Label Der Kugelschreiber untuk pulpen. Das Buch untuk buku. Der Fernseher dia tempel di atas televisi. Dan seterusnya.
Tiba-tiba, saya merasa, di jidat saya ada selotip.
***
Baca juga ...
- Hari-hari pertama Cya di Goethe Institut 26 Januari 2008
- Jembatan keledai untuk Der Die Das 21 Februari 2008
- Goethe Institut, Jakarta
2 komentar:
Saya tidak habis pikir kenapa orang Jerman, khususnya Marthin Luther, membuat tata bahasa Jerman yang begitu rumit. Dibandingkan bahasa Indonesia yang begitu sederhana, adakah kelebihan bangsa yang punya tata bahasa yang rumit?. Seorang teman yang belajar neurolinguistic pernah bercerita kerumitan tata bahasa berpengaruh terhadap struktur otak. Semakin rumit tata bahasa suatu bangsa, maka struktur otaknya makin mampu dan terbiasa menganalis permasalahan rumit. Jangan-jangan ini yang menyebabkan bangsa Indonesia jauh tertinggal?

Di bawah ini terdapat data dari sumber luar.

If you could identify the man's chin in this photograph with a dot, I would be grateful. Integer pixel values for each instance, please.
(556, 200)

Yang jelas kerumitan bahasa Jerman ini membuat mengurungkan saya belajar di Jerman walau sudah 1 tahun pulang pergi ke Goethe Institute. :-)
dendi
hehehe... thanks informasinya. Mungkin ini membantu menjelaskan kenapa orang Jerman terbiasa dengan yang rumit-rumit. Mungkin juga ini salah satu faktor yang menyebabkan bangsa ini lebih maju relatif atas kita - tetapi mungkin bukan satu-satunya faktor.

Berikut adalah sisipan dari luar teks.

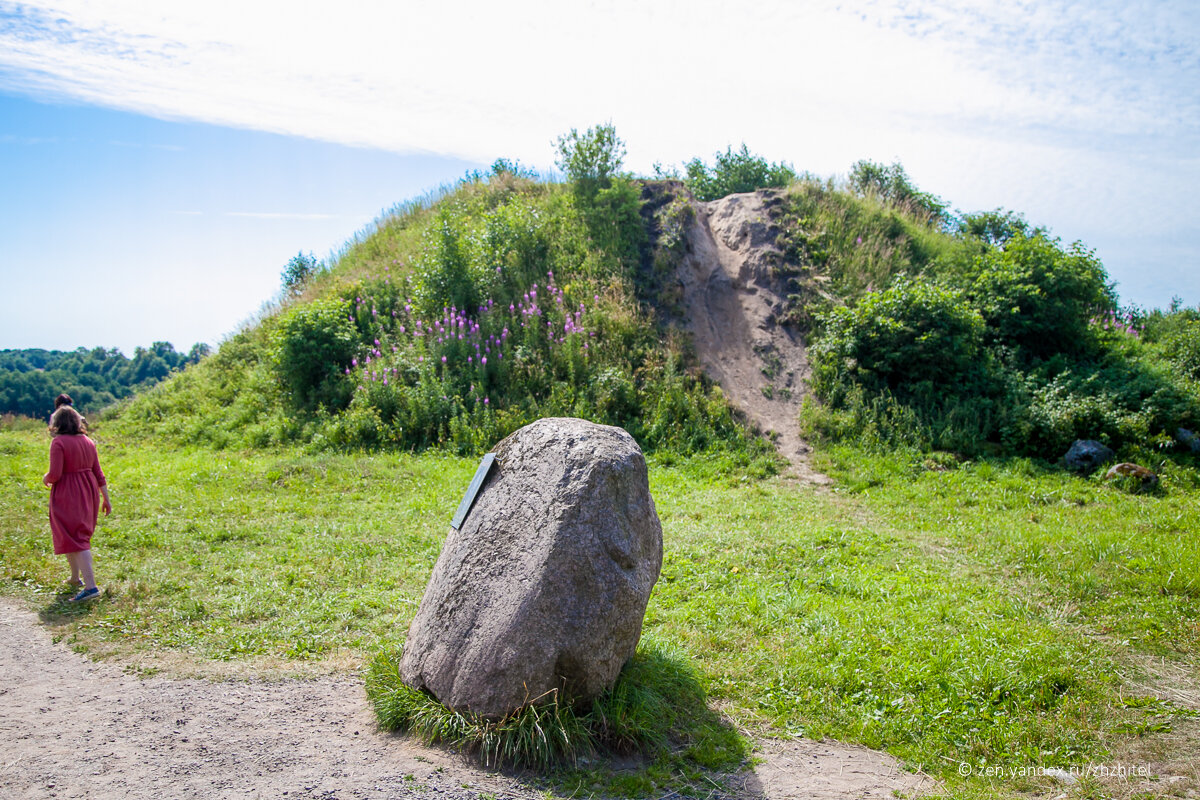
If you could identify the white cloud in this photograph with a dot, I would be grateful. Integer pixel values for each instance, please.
(1084, 114)
(484, 78)
(279, 215)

Martin Luther membantu "memberi dasar" bagi bahasa Jerman modern, yang kemudian diajarkan Goethe Insitut itu...hehehe. Btw, hari ini, saya baru saja mengantar teman ke tempat Luther menulis 95 thesis nya yang terkenal, di Wittenberg.
Di Belgia, mungkin lebih unik lagi ya ... soalnya, banyak dan rame banget bahasanya. Macem-macem.